AI-Powered Slide Design: From Text to Teaching

Author: Denis Avetisyan


A new framework harnesses the power of artificial intelligence to automatically create informative and engaging slide presentations for educational settings.

A system orchestrates automated presentation creation through a three-stage pipeline—content retrieval coordinated by a central agent, translation into $LaTeXBeamer$ code, and subsequent enhancement with visuals and commentary—leveraging feedback loops to refine adaptability and maintain consistent quality throughout the process.
A system orchestrates automated presentation creation through a three-stage pipeline—content retrieval coordinated by a central agent, translation into $LaTeXBeamer$ code, and subsequent enhancement with visuals and commentary—leveraging feedback loops to refine adaptability and maintain consistent quality throughout the process.

SlideBot leverages large language models, retrieval-augmented generation, and cognitive load theory to produce high-quality, pedagogically sound multi-modal presentations.

While large language models show promise in automating educational tasks, generating effective and reliable multi-modal presentations remains a significant challenge. This paper introduces SlideBot: A Multi-Agent Framework for Generating Informative, Reliable, Multi-Modal Presentations, a novel system that addresses these limitations through a modular, multi-agent approach integrating LLMs with retrieval, structured planning, and code generation. By grounding content in external sources and leveraging cognitive learning principles, SlideBot demonstrably enhances conceptual accuracy and instructional value in generated slides. Could this framework ultimately redefine slide preparation and broaden access to high-quality educational materials?


Decoding Cognitive Load: The Limits of Attention

The human mind possesses a limited capacity for processing information, a reality often overlooked in conventional learning environments. Traditional methods, such as densely packed lectures or text-heavy slides, frequently overwhelm this capacity by introducing extraneous cognitive load – mental effort devoted to processing irrelevant details rather than the core learning material. This overload doesn’t simply slow down comprehension; it actively hinders the ability to build lasting knowledge. The brain, faced with excessive stimulation, struggles to filter essential information from the noise, diminishing available resources for deep processing and knowledge construction. Consequently, learners may experience frustration, reduced motivation, and ultimately, impaired retention, even when presented with valuable content. Optimizing learning, therefore, requires a deliberate shift towards minimizing distractions and streamlining information presentation to align with the mind’s inherent processing limitations.

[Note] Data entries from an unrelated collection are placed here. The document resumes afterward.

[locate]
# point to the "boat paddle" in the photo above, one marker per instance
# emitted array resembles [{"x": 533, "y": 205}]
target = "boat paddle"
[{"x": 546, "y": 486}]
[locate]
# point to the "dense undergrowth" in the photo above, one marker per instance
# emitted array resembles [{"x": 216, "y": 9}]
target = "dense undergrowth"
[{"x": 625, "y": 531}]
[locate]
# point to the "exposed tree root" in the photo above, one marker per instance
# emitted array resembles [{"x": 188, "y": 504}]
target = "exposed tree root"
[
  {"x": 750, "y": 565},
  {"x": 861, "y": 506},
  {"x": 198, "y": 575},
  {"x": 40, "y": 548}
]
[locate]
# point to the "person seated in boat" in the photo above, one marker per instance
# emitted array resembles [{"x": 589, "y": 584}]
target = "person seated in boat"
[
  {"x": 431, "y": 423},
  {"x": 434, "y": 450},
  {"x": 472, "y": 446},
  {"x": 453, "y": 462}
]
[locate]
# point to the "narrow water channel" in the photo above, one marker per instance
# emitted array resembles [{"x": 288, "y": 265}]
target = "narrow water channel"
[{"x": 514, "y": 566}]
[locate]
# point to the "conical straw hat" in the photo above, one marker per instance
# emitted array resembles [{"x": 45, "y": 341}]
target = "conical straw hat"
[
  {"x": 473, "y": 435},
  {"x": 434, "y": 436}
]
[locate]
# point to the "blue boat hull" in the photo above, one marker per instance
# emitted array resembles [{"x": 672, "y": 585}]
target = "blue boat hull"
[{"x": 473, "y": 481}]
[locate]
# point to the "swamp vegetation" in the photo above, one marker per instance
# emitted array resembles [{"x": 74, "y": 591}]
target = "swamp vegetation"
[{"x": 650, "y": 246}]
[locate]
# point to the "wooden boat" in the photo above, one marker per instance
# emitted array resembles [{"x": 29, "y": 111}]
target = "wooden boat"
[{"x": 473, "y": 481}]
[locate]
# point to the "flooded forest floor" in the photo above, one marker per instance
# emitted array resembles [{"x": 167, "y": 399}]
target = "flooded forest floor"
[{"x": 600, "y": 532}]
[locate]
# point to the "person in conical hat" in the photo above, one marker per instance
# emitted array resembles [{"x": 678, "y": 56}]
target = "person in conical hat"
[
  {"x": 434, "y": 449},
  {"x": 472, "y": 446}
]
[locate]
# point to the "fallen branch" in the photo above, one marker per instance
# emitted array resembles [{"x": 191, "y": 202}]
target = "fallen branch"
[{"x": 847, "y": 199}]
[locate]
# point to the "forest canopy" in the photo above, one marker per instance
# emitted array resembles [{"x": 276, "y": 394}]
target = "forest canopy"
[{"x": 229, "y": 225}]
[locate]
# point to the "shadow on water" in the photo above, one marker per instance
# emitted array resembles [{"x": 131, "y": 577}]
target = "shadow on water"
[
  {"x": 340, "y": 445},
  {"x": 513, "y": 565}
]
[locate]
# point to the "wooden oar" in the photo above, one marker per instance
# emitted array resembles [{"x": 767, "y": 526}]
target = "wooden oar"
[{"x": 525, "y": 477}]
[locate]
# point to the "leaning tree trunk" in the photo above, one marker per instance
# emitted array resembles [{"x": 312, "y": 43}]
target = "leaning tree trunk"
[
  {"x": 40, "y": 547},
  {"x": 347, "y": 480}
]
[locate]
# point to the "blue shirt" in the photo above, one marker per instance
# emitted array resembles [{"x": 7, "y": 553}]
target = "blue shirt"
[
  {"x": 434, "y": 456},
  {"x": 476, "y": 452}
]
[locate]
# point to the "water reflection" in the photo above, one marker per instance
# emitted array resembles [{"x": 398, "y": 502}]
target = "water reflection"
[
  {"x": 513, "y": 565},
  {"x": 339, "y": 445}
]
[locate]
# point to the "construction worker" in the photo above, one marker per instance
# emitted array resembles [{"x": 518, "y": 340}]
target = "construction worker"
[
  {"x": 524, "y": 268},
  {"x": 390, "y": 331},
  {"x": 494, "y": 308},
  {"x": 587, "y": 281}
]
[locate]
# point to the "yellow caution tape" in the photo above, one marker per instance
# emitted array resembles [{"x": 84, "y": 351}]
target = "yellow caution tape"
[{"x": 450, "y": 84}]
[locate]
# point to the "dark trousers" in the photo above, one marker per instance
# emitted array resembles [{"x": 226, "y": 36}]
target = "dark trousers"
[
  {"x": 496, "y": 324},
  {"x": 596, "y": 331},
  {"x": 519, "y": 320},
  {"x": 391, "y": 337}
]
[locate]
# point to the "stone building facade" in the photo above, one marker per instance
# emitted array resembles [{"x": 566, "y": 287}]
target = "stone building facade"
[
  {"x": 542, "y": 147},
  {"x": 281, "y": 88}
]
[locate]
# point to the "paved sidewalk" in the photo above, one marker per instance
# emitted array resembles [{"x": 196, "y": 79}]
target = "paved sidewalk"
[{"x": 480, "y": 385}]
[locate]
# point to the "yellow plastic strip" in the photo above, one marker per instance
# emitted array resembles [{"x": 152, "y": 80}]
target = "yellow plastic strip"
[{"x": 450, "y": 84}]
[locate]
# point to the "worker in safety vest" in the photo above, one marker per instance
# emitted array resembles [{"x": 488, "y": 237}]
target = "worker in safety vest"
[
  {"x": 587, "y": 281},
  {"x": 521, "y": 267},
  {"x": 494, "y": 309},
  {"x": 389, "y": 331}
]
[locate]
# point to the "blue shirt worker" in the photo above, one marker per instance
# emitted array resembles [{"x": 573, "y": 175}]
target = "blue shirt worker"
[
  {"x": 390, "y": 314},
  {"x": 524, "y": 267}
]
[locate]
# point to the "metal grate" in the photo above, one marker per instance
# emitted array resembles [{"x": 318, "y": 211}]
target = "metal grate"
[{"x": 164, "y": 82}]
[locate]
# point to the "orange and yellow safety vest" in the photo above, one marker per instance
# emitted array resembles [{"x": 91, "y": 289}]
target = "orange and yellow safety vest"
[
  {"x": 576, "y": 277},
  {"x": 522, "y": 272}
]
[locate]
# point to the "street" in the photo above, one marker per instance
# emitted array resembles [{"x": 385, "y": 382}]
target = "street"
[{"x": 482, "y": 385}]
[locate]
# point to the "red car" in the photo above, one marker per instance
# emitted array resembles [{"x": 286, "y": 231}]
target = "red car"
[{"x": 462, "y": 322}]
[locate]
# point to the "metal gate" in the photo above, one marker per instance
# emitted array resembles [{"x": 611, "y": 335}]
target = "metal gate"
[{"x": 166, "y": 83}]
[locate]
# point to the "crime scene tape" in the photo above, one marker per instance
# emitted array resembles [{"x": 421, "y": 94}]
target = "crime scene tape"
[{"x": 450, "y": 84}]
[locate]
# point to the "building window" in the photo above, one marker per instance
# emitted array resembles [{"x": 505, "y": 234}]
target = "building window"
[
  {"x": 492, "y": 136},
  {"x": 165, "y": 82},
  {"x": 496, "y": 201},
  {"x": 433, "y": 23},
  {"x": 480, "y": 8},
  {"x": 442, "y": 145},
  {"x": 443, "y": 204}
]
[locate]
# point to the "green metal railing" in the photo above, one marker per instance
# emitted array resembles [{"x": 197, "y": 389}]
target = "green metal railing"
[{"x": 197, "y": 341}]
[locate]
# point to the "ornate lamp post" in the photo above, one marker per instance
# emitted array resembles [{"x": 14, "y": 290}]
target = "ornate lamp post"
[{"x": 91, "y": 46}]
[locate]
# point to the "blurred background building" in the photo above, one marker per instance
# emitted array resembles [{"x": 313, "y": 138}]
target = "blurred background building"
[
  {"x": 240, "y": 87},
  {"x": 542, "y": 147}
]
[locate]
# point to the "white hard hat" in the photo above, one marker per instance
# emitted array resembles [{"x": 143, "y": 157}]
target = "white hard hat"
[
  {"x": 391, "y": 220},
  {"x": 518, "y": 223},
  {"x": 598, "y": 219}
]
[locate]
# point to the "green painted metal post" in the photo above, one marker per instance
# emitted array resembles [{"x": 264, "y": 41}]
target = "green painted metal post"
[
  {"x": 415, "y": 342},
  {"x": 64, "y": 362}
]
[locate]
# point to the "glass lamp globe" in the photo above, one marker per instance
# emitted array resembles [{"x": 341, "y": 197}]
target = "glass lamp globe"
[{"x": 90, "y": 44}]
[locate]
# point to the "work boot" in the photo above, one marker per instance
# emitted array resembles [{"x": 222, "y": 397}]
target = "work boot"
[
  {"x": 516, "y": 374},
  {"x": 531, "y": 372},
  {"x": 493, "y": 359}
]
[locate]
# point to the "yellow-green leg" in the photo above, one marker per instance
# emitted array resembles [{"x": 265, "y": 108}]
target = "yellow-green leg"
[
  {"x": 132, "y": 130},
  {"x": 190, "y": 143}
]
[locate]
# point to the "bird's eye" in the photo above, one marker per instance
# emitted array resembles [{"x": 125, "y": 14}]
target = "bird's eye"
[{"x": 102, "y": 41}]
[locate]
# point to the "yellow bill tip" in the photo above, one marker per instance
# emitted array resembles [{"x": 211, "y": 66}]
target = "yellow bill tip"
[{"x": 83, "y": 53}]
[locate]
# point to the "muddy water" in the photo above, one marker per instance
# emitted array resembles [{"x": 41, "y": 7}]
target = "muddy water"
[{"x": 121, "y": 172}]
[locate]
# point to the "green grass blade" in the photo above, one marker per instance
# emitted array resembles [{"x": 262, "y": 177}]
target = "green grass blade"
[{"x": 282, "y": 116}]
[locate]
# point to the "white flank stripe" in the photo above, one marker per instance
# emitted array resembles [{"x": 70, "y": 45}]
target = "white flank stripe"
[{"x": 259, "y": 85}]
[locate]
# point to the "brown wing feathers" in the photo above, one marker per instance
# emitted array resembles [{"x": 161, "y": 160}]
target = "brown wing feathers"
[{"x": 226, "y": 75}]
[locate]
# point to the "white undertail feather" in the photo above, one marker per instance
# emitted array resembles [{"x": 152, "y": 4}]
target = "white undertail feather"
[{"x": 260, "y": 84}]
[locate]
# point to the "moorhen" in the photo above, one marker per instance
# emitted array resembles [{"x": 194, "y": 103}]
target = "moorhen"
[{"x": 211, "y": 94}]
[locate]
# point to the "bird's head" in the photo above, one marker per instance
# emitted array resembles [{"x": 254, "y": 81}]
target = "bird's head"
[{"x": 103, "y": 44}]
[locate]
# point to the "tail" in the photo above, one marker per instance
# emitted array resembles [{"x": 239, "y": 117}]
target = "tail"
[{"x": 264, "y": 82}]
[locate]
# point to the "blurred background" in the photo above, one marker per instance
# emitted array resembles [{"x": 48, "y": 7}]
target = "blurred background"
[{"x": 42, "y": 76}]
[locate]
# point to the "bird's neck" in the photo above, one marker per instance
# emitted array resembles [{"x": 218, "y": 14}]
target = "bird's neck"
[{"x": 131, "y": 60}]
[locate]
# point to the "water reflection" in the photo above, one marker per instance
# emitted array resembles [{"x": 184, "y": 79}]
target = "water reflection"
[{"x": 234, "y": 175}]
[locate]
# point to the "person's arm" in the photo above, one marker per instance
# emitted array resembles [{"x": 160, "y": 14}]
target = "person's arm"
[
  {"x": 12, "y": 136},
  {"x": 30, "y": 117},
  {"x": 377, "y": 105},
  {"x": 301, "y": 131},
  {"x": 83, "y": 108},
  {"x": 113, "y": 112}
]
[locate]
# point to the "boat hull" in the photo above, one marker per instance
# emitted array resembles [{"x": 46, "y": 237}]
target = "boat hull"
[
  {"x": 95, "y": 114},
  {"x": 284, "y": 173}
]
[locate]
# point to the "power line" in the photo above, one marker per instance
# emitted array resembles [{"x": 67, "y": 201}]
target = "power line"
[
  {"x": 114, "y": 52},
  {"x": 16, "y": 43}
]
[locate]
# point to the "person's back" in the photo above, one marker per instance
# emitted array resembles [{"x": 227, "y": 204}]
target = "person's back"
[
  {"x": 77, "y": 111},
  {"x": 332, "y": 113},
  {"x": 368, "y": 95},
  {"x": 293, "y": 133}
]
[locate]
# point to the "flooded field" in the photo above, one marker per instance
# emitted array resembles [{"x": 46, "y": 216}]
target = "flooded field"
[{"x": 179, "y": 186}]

Cognitive Load Theory proposes that learning isn’t simply about the amount of information presented, but rather how that information is processed by working memory. This theory categorizes cognitive load into three distinct types: intrinsic, which is the inherent difficulty of the material itself; germane, representing the deep processing and schema construction that leads to genuine understanding; and extraneous, which arises from poorly designed instructional materials or unnecessary distractions. Critically, extraneous cognitive load actively impedes learning by consuming valuable mental resources that could otherwise be devoted to germane processing. When instructional designs force learners to contend with irrelevant details or confusing presentations, the capacity for building lasting knowledge is significantly diminished, highlighting the importance of minimizing extraneous load to optimize the learning experience.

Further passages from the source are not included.